N’est-ce pas la définition même du totalitarisme doux ? Les Soviétiques restreignaient les mouvements des gens grâce à l’appareil bureaucratique des « visas de sortie ». Les Britanniques proposent de le faire grâce à l’appareil bureaucratique des « taxes de sortie » – en fait la forme la plus brutale d’imposition régressive. Et comme avec les communistes, la nomenklatura – le prince de Galles, Al Gore, Madonna – pourra toujours emprunter un avion pour se rendre ici ou là. Qu’est-ce qu’un surcoût de 20 % pour eux ? D’autant plus que ceux pour qui de fréquents voyages aériens sont jugés essentiels – les représentants gouvernementaux, les directeurs d’ONG, les militants écologistes – seront sûrement exemptés de cette taxe supplémentaire. En revanche les masses repoussantes devront rester chez elles.

La « liberté de mouvement » était traditionnellement conçue comme une liberté essentielle. Le mouvement est toujours libre, mais il y a maintenant une redevance gouvernementale de 389,95 $. Chose intéressante, cette proposition n’émanait pas du Parti travailliste, mais du Parti conservateur.

C’est la Phase deux de l’étiolement social – lorsque l’État qui est en charge d’assurer tous vos besoins fondamentaux se sent de plus en plus autorisé à réguler votre comportement. Des peuples libres, qui étaient autrefois prêts à donner leur vie pour la liberté, peuvent être très rapidement persuadés d’abandonner leurs libertés en échange d’une vie tranquille. Lorsque le Président Bush parlait de promouvoir la démocratie au Moyen-Orient, il aimait utiliser cette phrase « la liberté est un désir qui habite le cœur de tout être humain ». Vraiment ? Il n’est pas sûr que ce soit le cas à Gaza ou bien dans les zones tribales pakistanaises.

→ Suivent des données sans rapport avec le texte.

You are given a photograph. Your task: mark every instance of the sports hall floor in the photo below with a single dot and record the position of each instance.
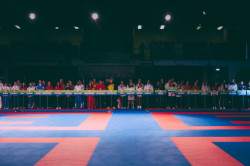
(124, 138)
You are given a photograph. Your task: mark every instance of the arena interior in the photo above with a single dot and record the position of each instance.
(124, 83)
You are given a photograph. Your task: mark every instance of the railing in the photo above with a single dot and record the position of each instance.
(125, 92)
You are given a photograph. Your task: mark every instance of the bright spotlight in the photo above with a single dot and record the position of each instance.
(199, 27)
(17, 26)
(94, 16)
(32, 16)
(220, 28)
(75, 27)
(168, 17)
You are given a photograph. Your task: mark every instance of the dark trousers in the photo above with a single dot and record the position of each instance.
(5, 102)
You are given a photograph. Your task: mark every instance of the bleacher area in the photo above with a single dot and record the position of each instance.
(125, 138)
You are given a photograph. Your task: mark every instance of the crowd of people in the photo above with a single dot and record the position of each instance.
(171, 100)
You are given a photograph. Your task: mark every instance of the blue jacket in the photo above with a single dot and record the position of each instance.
(40, 87)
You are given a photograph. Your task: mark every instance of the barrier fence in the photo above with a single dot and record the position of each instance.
(171, 98)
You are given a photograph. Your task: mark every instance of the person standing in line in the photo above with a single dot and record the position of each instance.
(214, 96)
(90, 98)
(248, 97)
(158, 97)
(111, 98)
(39, 87)
(58, 97)
(24, 88)
(31, 103)
(94, 85)
(187, 101)
(1, 88)
(101, 100)
(62, 85)
(131, 98)
(139, 87)
(50, 97)
(122, 87)
(196, 98)
(149, 87)
(71, 101)
(14, 88)
(162, 98)
(78, 98)
(232, 86)
(241, 86)
(5, 97)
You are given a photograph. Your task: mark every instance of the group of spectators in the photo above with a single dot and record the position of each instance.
(171, 100)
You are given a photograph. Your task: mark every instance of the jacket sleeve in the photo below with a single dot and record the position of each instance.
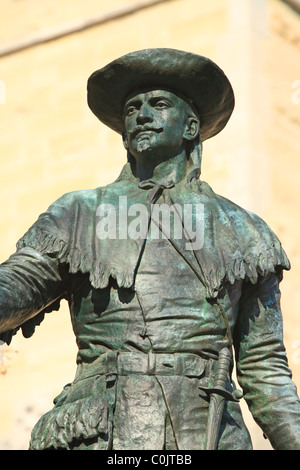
(262, 367)
(31, 284)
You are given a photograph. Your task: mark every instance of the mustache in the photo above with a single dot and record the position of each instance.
(143, 128)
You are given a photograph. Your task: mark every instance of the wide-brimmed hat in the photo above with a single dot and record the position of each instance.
(192, 76)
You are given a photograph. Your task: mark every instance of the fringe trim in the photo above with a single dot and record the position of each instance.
(268, 261)
(46, 243)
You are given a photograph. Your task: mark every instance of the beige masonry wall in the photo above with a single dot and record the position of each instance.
(50, 143)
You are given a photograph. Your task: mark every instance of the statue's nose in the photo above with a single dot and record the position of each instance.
(144, 114)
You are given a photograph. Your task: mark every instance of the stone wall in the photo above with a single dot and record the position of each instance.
(51, 144)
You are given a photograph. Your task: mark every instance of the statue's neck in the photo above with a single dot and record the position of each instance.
(174, 169)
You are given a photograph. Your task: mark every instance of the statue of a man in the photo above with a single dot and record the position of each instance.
(167, 282)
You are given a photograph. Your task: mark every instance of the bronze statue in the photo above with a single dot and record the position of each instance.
(167, 282)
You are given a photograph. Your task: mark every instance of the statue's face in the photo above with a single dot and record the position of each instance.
(157, 120)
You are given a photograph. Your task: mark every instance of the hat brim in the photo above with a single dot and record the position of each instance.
(193, 76)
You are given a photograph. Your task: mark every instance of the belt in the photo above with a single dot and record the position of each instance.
(127, 363)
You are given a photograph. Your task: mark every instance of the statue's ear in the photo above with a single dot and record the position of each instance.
(125, 140)
(192, 128)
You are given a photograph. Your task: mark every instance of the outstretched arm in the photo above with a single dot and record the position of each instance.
(262, 367)
(30, 284)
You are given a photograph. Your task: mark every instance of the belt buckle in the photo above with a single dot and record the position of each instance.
(189, 365)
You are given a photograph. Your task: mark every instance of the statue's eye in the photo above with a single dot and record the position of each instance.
(161, 104)
(130, 110)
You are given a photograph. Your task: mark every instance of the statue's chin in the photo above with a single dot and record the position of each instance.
(143, 145)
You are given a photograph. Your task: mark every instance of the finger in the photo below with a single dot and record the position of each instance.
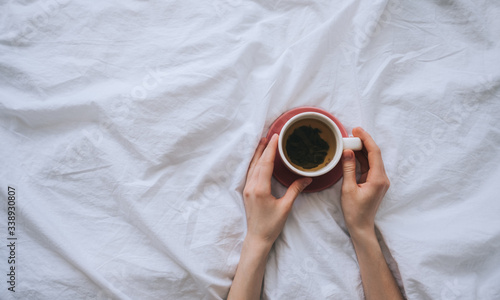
(295, 189)
(363, 161)
(349, 168)
(256, 156)
(265, 164)
(374, 157)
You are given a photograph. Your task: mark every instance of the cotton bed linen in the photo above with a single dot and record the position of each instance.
(127, 128)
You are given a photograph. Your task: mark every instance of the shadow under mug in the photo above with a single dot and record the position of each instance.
(328, 131)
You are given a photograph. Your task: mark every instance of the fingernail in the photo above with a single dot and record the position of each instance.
(348, 155)
(306, 182)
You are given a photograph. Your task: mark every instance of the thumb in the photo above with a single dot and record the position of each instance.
(349, 166)
(295, 189)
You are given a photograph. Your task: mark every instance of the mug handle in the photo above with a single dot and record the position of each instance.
(352, 143)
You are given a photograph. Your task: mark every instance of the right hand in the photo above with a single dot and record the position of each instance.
(360, 200)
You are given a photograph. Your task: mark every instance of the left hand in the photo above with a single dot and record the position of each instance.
(266, 215)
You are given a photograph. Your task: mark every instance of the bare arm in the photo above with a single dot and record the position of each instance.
(360, 202)
(266, 218)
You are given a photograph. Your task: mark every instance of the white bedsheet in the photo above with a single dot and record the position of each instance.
(127, 128)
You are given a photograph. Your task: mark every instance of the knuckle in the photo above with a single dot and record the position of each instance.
(247, 193)
(260, 191)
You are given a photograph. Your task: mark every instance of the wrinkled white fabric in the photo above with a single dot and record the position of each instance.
(127, 128)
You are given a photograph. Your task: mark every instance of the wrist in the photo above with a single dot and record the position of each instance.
(257, 245)
(361, 235)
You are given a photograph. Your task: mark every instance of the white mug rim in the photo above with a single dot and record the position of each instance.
(330, 124)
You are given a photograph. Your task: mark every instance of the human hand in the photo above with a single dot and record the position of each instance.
(360, 201)
(266, 215)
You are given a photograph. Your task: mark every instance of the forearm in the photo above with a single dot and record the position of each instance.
(247, 282)
(378, 281)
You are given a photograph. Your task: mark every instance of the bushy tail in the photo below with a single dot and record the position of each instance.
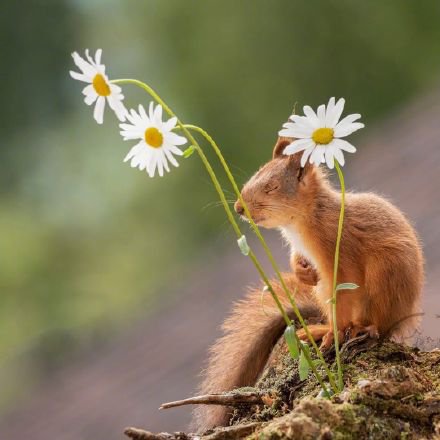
(239, 356)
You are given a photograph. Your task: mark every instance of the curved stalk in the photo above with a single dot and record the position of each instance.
(266, 249)
(185, 129)
(335, 275)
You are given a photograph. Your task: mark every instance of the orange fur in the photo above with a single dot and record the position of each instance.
(250, 332)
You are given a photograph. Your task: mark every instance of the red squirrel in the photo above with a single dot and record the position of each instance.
(380, 252)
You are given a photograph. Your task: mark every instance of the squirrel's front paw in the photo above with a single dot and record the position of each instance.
(306, 273)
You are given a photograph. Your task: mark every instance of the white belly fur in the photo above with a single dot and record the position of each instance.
(296, 244)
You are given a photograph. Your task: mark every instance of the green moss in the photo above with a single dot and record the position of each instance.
(378, 408)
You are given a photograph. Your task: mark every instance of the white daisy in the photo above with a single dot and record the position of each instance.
(319, 134)
(158, 143)
(99, 88)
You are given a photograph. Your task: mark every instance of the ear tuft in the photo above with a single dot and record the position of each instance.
(280, 146)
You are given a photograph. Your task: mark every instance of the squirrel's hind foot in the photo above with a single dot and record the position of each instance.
(356, 330)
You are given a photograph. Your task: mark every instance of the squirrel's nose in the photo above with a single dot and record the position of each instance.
(238, 208)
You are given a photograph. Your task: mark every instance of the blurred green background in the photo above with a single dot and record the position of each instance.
(86, 242)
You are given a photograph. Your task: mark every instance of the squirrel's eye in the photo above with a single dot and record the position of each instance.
(270, 189)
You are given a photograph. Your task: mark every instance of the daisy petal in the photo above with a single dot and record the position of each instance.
(317, 155)
(79, 76)
(311, 116)
(333, 117)
(297, 146)
(90, 99)
(329, 156)
(344, 145)
(155, 151)
(321, 115)
(329, 111)
(306, 155)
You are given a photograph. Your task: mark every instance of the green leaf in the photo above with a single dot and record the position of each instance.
(346, 286)
(290, 337)
(304, 366)
(189, 151)
(242, 244)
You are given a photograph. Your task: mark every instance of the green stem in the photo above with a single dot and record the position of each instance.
(185, 129)
(266, 249)
(335, 275)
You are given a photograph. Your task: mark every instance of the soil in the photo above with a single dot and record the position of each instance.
(392, 391)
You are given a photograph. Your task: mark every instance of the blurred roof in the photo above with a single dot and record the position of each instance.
(158, 360)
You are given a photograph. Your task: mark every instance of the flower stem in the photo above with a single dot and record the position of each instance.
(335, 275)
(252, 256)
(266, 249)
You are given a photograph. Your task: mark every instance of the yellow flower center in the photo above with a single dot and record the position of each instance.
(323, 135)
(100, 85)
(153, 137)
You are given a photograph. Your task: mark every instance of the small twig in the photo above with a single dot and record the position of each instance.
(230, 399)
(140, 434)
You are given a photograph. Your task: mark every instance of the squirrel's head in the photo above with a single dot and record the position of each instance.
(281, 190)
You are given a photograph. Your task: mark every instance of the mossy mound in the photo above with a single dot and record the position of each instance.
(392, 391)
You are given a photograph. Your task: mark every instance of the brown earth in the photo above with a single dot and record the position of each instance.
(158, 359)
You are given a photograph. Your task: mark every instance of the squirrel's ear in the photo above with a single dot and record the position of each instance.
(281, 144)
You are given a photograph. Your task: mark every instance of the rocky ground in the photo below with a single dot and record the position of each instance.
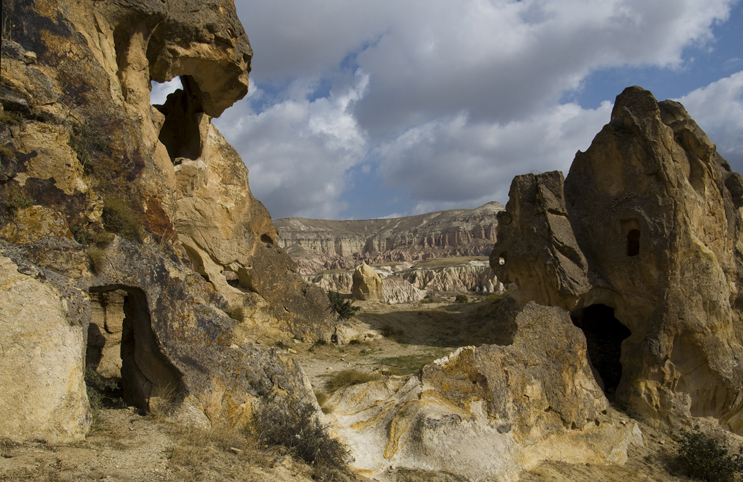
(397, 340)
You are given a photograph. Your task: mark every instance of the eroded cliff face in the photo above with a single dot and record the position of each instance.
(318, 244)
(488, 412)
(642, 244)
(103, 193)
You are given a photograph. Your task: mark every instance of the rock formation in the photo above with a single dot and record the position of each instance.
(136, 217)
(367, 285)
(641, 243)
(471, 276)
(488, 413)
(317, 244)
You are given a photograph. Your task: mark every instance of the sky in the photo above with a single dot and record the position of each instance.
(363, 109)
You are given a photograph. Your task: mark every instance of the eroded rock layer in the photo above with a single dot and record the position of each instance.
(642, 244)
(141, 215)
(318, 244)
(487, 413)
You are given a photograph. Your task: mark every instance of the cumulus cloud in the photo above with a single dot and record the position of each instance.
(457, 162)
(159, 92)
(456, 97)
(718, 109)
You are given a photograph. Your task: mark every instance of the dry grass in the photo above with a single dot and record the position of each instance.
(346, 378)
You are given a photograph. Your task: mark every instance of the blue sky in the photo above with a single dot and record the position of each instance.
(363, 109)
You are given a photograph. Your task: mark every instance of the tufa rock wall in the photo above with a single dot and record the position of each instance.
(318, 244)
(641, 243)
(103, 196)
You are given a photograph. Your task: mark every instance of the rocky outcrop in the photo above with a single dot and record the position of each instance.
(136, 217)
(489, 412)
(367, 285)
(473, 276)
(42, 358)
(404, 283)
(318, 244)
(538, 245)
(397, 290)
(644, 249)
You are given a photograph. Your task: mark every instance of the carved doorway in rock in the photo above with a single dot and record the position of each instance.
(123, 355)
(604, 337)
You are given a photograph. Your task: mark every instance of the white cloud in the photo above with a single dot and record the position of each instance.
(159, 92)
(456, 98)
(718, 109)
(298, 151)
(452, 162)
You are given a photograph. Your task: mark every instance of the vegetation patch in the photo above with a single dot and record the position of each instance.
(346, 378)
(296, 427)
(342, 306)
(410, 364)
(10, 118)
(17, 200)
(706, 457)
(119, 218)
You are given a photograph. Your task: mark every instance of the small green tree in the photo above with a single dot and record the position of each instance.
(705, 457)
(342, 306)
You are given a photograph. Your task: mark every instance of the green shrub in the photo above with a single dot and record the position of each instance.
(342, 306)
(705, 457)
(118, 218)
(9, 118)
(346, 378)
(296, 427)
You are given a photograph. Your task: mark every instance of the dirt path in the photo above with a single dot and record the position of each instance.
(391, 339)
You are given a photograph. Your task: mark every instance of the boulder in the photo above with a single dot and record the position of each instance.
(367, 285)
(94, 199)
(397, 290)
(42, 360)
(488, 412)
(645, 255)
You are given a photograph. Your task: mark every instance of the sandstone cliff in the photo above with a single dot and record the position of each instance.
(104, 196)
(641, 243)
(474, 276)
(317, 244)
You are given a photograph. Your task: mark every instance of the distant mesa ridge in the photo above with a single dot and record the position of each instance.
(319, 244)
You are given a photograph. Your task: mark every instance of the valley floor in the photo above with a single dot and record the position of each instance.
(397, 340)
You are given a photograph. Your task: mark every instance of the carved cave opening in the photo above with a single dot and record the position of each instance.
(604, 337)
(124, 363)
(633, 242)
(180, 133)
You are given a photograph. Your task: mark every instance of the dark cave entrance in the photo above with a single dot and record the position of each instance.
(633, 242)
(121, 323)
(180, 133)
(604, 337)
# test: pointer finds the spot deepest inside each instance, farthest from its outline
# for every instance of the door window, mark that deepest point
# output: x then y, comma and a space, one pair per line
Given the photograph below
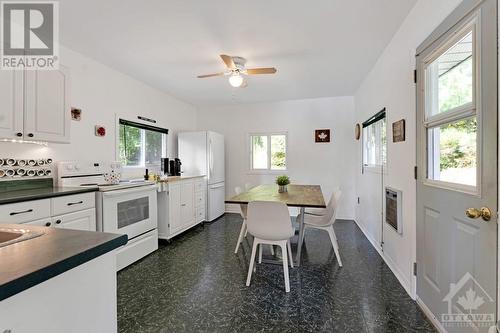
451, 113
132, 211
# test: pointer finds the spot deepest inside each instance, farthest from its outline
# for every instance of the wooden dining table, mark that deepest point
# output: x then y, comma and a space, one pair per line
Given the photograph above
300, 196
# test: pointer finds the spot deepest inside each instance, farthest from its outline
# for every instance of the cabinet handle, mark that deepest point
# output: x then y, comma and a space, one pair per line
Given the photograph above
23, 212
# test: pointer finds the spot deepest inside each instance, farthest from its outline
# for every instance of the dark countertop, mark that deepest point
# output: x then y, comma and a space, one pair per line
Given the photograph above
40, 193
33, 261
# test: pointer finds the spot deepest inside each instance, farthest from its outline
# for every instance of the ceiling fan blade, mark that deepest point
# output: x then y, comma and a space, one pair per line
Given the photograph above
209, 75
228, 60
269, 70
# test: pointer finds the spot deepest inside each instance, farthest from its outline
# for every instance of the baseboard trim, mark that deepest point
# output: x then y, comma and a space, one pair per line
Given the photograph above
392, 265
428, 313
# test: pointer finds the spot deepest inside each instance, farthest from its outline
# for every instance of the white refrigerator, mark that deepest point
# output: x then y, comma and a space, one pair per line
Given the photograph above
202, 153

Mais il est absolument certain que ce n’est pas le cas à Berlin et Paris, Stockholm et Londres, la Nouvelle Orléans et Buffalo.
« Lorsqu’on demande aux gens de choisir entre la liberté et la « sécurité » assurée par le gouvernement, un grand nombre vote à chaque fois pour abandonner la liberté.  »
L’histoire du monde occidental depuis 1945 nous apprend que, lorsqu’on demande aux gens de choisir entre la liberté et la « sécurité » assurée par le gouvernement, un grand nombre vote à chaque fois pour abandonner la liberté – la liberté de faire vos propres choix concernant vos soins médicaux, l’éducation, les droits de propriété, et tout un tas d’autres choses. Il est ridicule pour des hommes et des femmes adultes de dire : je veux pouvoir choisir entre une centaine de sortes de céréales au supermarché, entre des milliers de films sur Netflix, entre des millions de chansons à écouter sur mon iPod – mais lorsqu’il s’agit de mes soins médicaux, je veux que le gouvernement choisisse pour moi. Une nation qui demande que le gouvernement s’occupe de tout ce qui est l’affaire des adultes est une nation qui est en train de devenir l’adolescent le plus ridé du monde, libre seulement de choisir sa collection de disques.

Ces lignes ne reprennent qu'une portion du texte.